The procedure is illustrated in the following snippet:
int InsertAtNthPosition(Node** head, int32_t number, uint32_t position) {
// We check if the linked list is empty
if (head == NULL) {
return 1;
}
// we check if we are adding to the head
if (position == 0) {
// we use the previous implementation
InsertToHead(head, number);
return 0;
}
// we start a counter
int32_t i;
// we write down which is the first node
Node* prevNode = *head;
// we start jumping from one node to the other
for (i = 1; i < position; i++) {
prevNode = prevNode->next;
}
// at this point, prevNode is the node before our target position
// we create the node as we want
Node* newNode = CreateNewNode();
newNode->data = number;
// we make it point to the old "next"
newNode->next = prevNode->next;
// we make the "prevNode" point to the new node
prevNode->next = newNode;
return 0;
}
Print all the elements in the linked list
The simplest approach to print all the elements in a linked list is to iterate over it and call printf
for each element.

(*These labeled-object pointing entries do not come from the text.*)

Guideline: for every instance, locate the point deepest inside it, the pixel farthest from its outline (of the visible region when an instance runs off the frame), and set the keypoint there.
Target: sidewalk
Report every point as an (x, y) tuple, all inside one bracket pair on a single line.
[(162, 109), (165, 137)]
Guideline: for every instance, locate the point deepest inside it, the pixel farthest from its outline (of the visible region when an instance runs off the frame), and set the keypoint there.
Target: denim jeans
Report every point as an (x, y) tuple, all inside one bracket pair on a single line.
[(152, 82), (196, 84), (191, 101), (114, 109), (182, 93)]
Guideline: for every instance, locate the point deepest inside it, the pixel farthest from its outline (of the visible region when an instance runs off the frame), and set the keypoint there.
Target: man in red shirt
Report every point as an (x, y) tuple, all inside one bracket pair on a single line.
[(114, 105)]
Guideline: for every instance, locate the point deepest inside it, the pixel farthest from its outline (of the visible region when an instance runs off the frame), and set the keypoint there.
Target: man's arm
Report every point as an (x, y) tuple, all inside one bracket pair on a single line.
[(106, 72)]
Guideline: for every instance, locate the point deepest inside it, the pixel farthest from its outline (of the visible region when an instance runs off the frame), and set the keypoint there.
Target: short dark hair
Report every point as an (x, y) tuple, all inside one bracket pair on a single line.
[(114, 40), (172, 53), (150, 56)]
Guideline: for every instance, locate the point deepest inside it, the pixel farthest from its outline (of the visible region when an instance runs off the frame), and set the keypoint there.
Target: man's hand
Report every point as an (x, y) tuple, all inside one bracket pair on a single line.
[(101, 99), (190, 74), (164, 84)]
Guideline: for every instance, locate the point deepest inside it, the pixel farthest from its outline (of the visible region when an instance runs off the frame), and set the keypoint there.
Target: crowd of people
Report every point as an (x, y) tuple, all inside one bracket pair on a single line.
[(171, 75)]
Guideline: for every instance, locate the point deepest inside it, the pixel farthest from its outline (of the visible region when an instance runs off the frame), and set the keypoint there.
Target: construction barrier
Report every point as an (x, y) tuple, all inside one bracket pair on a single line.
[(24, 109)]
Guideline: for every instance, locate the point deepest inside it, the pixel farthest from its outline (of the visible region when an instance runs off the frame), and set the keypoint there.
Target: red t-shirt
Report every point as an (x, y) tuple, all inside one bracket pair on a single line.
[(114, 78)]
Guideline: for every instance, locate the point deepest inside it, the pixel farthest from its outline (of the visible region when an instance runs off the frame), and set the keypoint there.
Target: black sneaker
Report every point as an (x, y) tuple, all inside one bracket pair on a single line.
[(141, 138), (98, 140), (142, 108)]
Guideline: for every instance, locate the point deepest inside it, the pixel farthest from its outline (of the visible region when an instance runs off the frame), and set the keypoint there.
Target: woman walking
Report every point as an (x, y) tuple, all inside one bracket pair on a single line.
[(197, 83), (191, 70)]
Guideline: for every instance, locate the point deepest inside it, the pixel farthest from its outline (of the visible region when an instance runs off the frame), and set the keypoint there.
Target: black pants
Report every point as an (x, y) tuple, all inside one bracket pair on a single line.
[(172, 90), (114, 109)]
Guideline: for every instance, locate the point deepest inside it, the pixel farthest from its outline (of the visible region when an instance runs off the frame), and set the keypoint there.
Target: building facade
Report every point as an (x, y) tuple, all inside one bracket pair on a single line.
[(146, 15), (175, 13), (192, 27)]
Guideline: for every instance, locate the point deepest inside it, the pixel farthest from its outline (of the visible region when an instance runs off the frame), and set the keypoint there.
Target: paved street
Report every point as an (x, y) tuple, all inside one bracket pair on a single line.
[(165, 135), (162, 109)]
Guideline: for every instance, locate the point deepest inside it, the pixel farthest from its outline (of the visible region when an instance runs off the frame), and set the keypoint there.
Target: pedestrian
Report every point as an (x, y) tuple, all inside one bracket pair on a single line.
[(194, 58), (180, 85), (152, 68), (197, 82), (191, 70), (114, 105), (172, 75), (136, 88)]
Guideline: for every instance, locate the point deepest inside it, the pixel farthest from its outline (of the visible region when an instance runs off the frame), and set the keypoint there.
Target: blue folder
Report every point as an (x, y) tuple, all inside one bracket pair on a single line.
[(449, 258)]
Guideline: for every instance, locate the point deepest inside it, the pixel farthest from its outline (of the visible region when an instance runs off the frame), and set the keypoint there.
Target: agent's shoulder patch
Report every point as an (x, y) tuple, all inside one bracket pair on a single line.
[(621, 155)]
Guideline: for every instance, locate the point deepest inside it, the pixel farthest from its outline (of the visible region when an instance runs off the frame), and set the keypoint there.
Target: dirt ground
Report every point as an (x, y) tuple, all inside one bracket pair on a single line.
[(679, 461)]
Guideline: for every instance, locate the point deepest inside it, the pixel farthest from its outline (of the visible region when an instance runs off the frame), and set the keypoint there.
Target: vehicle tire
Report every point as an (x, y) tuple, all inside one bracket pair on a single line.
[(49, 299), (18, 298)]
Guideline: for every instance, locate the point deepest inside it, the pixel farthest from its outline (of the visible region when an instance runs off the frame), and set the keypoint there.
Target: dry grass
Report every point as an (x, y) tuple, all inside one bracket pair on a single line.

If desired, we can add characters to indicate the start and end of the list, as well as a separator between elements. For example, to print something like [ 1 2 3 69 ]
, we can use the following function:
void PrintAll(Node* head) {
// we reasign that pointer to avoid messing with the arguments
Node* currentNode = head;
// We first print a string to inform what the user is seeing
printf("The current values of the linked list are: [ ");
// we loop over the whole list until the end of if
while (currentNode != NULL) {
// we print the data of each node and a space
printf("%d ", currentNode->data);
// we update which should be the current node for the next iteration
currentNode = currentNode->next;
};
// And we close the string
printf("]\n");
}
Please note that this is a naive approach, and we are not optimizing anything. We could calculate the buffer size of our string in advance, populate the buffer with the elements, and then make a single printf
call, reducing the number of system calls. Such optimizations may be covered in a separate chapter.
Performing some tests
The whole test suite can be found this file. Here, we will demonstrate a test to verify the correct order of elements in the list when inserting at the head.
The testing function is as follow
// We will accept a number indicating how many nodes we want
int _testLinkedListOrdering(int32_t desiredNodeNumber) {
// to avoid messing with the arguments we will reasign
int32_t nodeNumbers = desiredNodeNumber;
// and initialize a counter
int32_t i;
// we will initialize a new linked list
Node* head;
head = NULL;
for (i = 0; i < nodeNumbers; i++) {
// and then we will insert to head
// the value of each node will be in decreasing order
InsertToHead(&head, nodeNumbers - 1 - i);
}
// then we will loop over the list and check if the the value is correct
Node* currentNode = head;
for (i = 0; i < nodeNumbers; i++) {
assert(currentNode->data == i);
// we set which is the currentNode for the next iteration
currentNode = currentNode->next;
}
// We cleanup using the function shown in the "Destroy the linked list" subtitle
_cleanUp(&head);
// and we assert the head is now NULL
assert(head == NULL);
}
:)